To resolve the aforementioned issues, the development of a new method to detect the internal quality of nuts is urgently needed. Recently, some scholars carried out research on the relationship between volatile compounds and the internal quality of nuts.7–9 Mexis10 and Abdallah11 have stated that the components, such as acids, alcohols, esters, and ketones, of sample gases will be changed as a result of changes in nut compositions. Normally, the sample gas escapes from the nuts through their microporous shells; considering that the unique odors of nuts are altered during rancidity, an electronic nose was introduced to detect the internal quality.12 An electronic nose (E-nose) is an instrument that analyzes samples by sensing the sample gases without complex preparation.13,14 A typical E-nose consists of several gas sensors that exhibit the characteristics of cross-sensitivity and a broad spectrum response. As a result, the electrical signal generated by an E-nose contains abundant and overlapping information about the test sample.15 Via multivariate statistical techniques and artificial neural networks, the electrical signal can be used to distinguish different samples or predict the indices of internal quality.16
To extract more useful information from the E-nose data, scholars have made some attempts to test the performances of different algorithms. Therein, artificial neural networks (ANNs) have shown great potential to build input–output relationships between complex nonlinear data obtained from the E-noses.17 Based on different architectures, transfer functions, and learning strategies, there are many types of ANNs. Among these, BPNN has received extensive attention because of its universal approximation capability.18 The work principle of BPNNs is to establish a model by learning and storing the mapping relations between the input and output.19 As a multilayer algorithm, a BPNN consists of an input layer, a hidden layer, and an output layer. During the modeling process, it is not necessary to define the mathematical equation between the input and output; this makes the operation of BPNNs very convenient. Thus, BPNNs have been widely applied in the fields of food safety and food detection. Many studies have been reported on the application of BPNN algorithms to deal with the E-nose data obtained from the detection of food products such as meat,20 fruit,21 rice,22 egg,23 and tea.24
Upon summarizing the abovementioned studies, a conclusion can be made that BPNN was just used to build the regression model to predict a single index. However, during the spoilage of food, changes in internal compositions will cause changes in many evaluation indices. Moreover, all these indices reflect the internal quality to a certain extent. Therefore, it becomes significantly important to determine these indices rapidly and precisely. Nowadays, most commonly used algorithms, such as PLSR, MLR, and SVM, can only be used to build single-variable prediction models.25 Compared to these algorithms, BPNN has a special characteristic: its architecture (the number of layers and nodes) can be designed; this means that the number of nodes (objective variables) in the output layers can be greater than one. Thus, multi-target prediction models can be established based on the BPNN algorithm. The applications of multi-target prediction models have been proved in other fields such as materials processing and welding processes.26,27
To verify the feasibility of multi-target models in the food detection field, a BPNN was applied to analyze the E-nose data of Chinese pecans. Detailed information about Chinese pecans has been provided in previous studies, and the literature proved that it is possible to discriminate between different pecan samples and predict their internal quality based on the E-nose signals.16 The main objectives of this study are as follows: (1) to characterize pecans with different storage times using an E-nose and to determine their fatty acid profiles by GC-MS; (2) to qualitatively and quantitatively analyze the E-nose data based on the PLSR and BPNN algorithms; and (3) to compare the performance of a multi-target BPNN model with that of currently popular methods according to the determination coefficient (R2), root mean square error (RMSE), and relative standard deviation (RSD).

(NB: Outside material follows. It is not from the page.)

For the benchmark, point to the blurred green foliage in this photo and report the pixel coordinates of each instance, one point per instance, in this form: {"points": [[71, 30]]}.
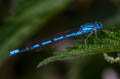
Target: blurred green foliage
{"points": [[30, 19]]}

The internal quality of pecans, which were protected by shells, showed little change in a short period of time. To decrease the time required for this experiment, an accelerated storage simulation was applied. During the simulation, the in-shell pecans were placed in an incubator (STIK (Shanghai) CO., China) at a temperature of 35 °C and relative humidity (RH) of 30%. According to the reported studies, pecans stored in this environment for 10 d and 20 d could simulate those stored in a 4 °C storehouse for approximately 1 and 2 years, respectively.28,29 This accelerated storage simulation is based on the Q10 value, which is calculated as follows:
The supplied pecans were randomly divided into 5 groups (15 sample sets per group and 20 pecans (about 70 g) in each set). During the process, 4 groups were placed in an incubator for the artificial process, and one group was taken out every 5 days. The original samples were defined as day 0, and processed samples were defined as day 5, day 10, day 15, and day 20. The processed samples were exposed to clean air for enough time to cool them from 35 °C to room temperature, which was 20 °C ± 1 °C. Then, E-nose detection was performed. After the detection, all the samples were cracked carefully, and the pecan kernels were taken out. On the same day, pecan oil was extracted from these kernels and then analyzed by GC-MS.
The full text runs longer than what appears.